Introduction
Diabetic Retinopathy(DR) damages the blood vessels within the retinal tissue, resulting in fluid leakage and distorted vision. DR progresses in four stages. We aim to build a deep-learning-based method for stage detection of diabetic retinopathy on a single picture of the human fundus. Additionally, we will compare the different supervised ML methods with deep learning-based CNN approach. We will be using datasets provided by APTOS and Kaggle for this project.[2]
Literature Review
The growing popularity of deep learning-based approaches in diabetic retinopathy diagnosis has led to various methods employing Convolutional Neural Networks (CNNs). Pratt et al. (2016)[3] developed a CNN-based network with data augmentation and achieved a sensitivity of 95% and an accuracy of 75% on 5,000 validation images. Other researchers, such as Sarki et al.[4], tried to train ResNet50, Xception Nets, DenseNets and VGG with ImageNet and achieved an accuracy of 81.3%.
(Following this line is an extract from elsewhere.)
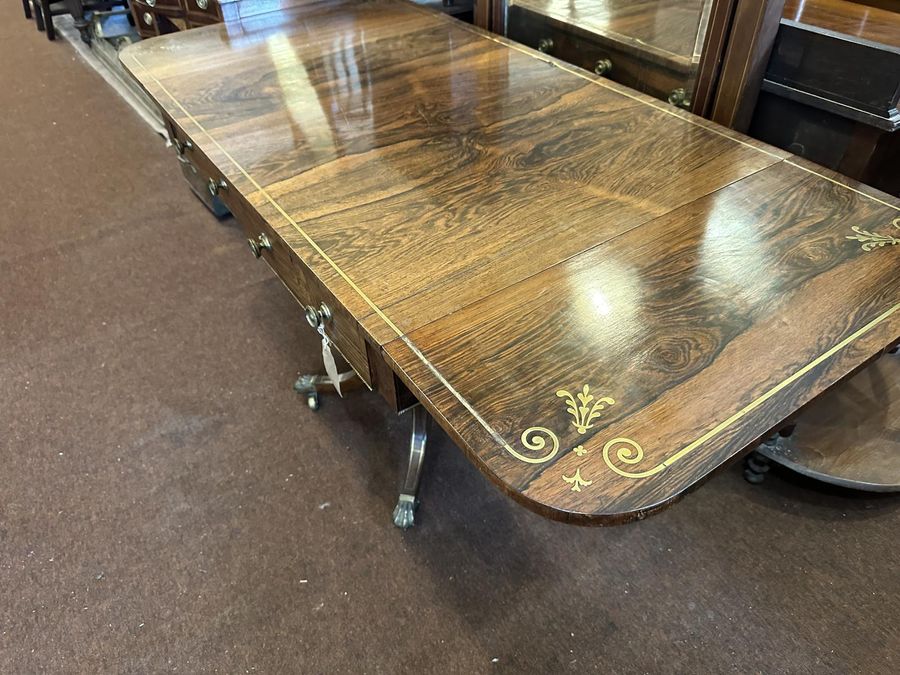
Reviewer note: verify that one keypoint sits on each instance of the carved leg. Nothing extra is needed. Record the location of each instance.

Other researchers, such as Carson Lam and Lindsey (2018)[5] and Yung-Hui Li and Chung (2019)[6], have also explored CNNs for this purpose. Asiri et al. (2018)[7] reviewed multiple methods and datasets, highlighting their advantages and disadvantages and pointing out challenges and future research directions. Diabetic retinopathy is a serious diabetic complication affecting the blood vessels in the eyes of patients. Over time, high blood sugar levels damage these vessels, leading to vision impairment and even blindness. Regular eye exams are crucial in preventing and treating this sight-threatening condition. In our attempt to improve diagnostic rates for DR, we propose creating supervised models to train
Additionally, transfer learning with CNN architectures has been investigated. Hagos et al. (2019)[8]trained InceptionNet V3 with pretraining on the ImageNet dataset, achieving an accuracy of 90.9% in 5-class classification. Sarki et al. (2019)[4] trained ResNet50, Xception Nets, DenseNets, and VGG with ImageNet pretraining, achieving the highest accuracy of 81.3%. Both research teams utilized datasets provided by APTOS and Kaggle for their studies.
Description of Dataset
In this project, we are using a kaggle dataset. The data was collected from multiple clinics using a variety of cameras over an extended period of time, which will introduce further variation. Each image is an image of an eyeball of potential patients of diabetic retinoscopy. The classes in which the images are divided based on the severity of the condition are: 0: No DR 1: Mild 2: Moderate 3: Severe 4: Proliferate DR We have a total of 3662 images in our dataset. For each image we have an id_code and a diagnosis value which is equivalent to the classes described above. The distribution of the data is as follows:
Link of Dataset
The Dataset Link is : https://www.kaggle.com/competitions/aptos2019-blindness-detection/data
Problem Definition and Motivation
Diabetic Retinopathy is one of the leading causes of blindness and eye disease in the working age population of the developed world. This project is an attempt towards developing a machine learning project for detection using supervised and unsupervised techniques to detect this disease in early phase. For the project, use of these methods on retinal fundus images is done to classify a given set of images into stages of DR. DR is a condition that may occur in diabetic people causing increasing damage to the retina of affected eye. Research shows that it contributes 4.8% of total cases of blindness.[1]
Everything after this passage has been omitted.